About EGO: I will try to apply your example to my dataset, at first glance it seems to work very well :)
Okay. There are a couple ways to use your GA implementation.
So the _opt
objective function (and throughout my other code) I assume the first and last breakpoints at x.min()
and x.max()
. Since the first and last point aren't actually connected to other lines, this shouldn't make much difference. If you don't mind having breakpoints at x.min() and x.max(), then you can use
number_of_line_segments = 2
degree = 3
my_pwlf = pwlf.PiecewiseLinFit(x, y, degree=degree, disp_res=False)
my_pwlf.use_custom_opt(number_of_line_segments)
total_set = set(np.floor(my_pwlf.x_data))
pop, hof, stats = genetic_algorithm(total_set, my_pwlf.nVar,
my_pwlf.fit_with_breaks_opt, ngen=20,
mu=125, lam=250, cxpb=0.7, mutpb=0.2,
tournsize=5, verbose=True)
print(hof[0])
x_opt = [my_pwlf.x_data.min()]
x_opt += list(hof[0])
x_opt.append(my_pwlf.x_data.max())
ssr = my_pwlf.fit_with_breaks(x_opt)
plt.figure()
plt.plot(x,y, label='data')
# predict
xHat = np.linspace(min(x), max(x), num=10000)
yHat = my_pwlf.predict(xHat)
plt.plot(xHat, yHat, label='predict')
plt.legend()
plt.show()
print('breaks: ', my_pwlf.fit_breaks)
Which would give you something like ssr: 104503.32784991479 breaks: [ 32.90733248 40. 748.29923958]
However, if x.min() and x.max() must indeed be in your set. Then we need to make a couple changes.
number_of_line_segments = 2
degree = 3
my_pwlf = pwlf.PiecewiseLinFit(x, y, degree=degree, disp_res=False)
my_pwlf.use_custom_opt(number_of_line_segments)
total_set = set(np.floor(my_pwlf.x_data))
pop, hof, stats = genetic_algorithm(total_set, number_of_line_segments+1,
my_pwlf.fit_with_breaks, ngen=20,
mu=125, lam=250, cxpb=0.7, mutpb=0.2,
tournsize=5, verbose=True)
print(hof[0])
ssr = my_pwlf.fit_with_breaks(list(hof[0]))
plt.figure()
plt.plot(x,y, label='data')
# predict
xHat = np.linspace(min(x), max(x), num=10000)
yHat = my_pwlf.predict(xHat)
plt.plot(xHat, yHat, label='predict')
plt.legend()
plt.show()
print(ssr)
print('breaks: ', my_pwlf.fit_breaks)
which gave something like ssr: 123888.40048433887 breaks: [ 34. 40. 187.]
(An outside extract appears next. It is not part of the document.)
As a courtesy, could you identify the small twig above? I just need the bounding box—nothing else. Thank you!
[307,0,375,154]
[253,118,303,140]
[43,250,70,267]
Hopefully this should help
Also, here is the documentation on the GA scheme: https://deap.readthedocs.io/en/master/api/algo.html#deap.algorithms.eaMuPlusLambda
Thank you so much, now I understood and then I was able to adapted to my needs. Check it again, I think it really works well in this case.
I still want to look at EGO anyway, do you think it would perform better?
In this example the dataset is downsampled (using a simple average) by 1000 times, do you think that more data leads to a more accurate results?
If you can afford to perform the fit with with more data, you can see if the results are different than the down-sampled results. I wouldn't know without trying.
I still want to look at EGO anyway, do you think it would perform better?
Either should work, it's hard to say which will be better. If I had to prefer one, it would probably be the GA.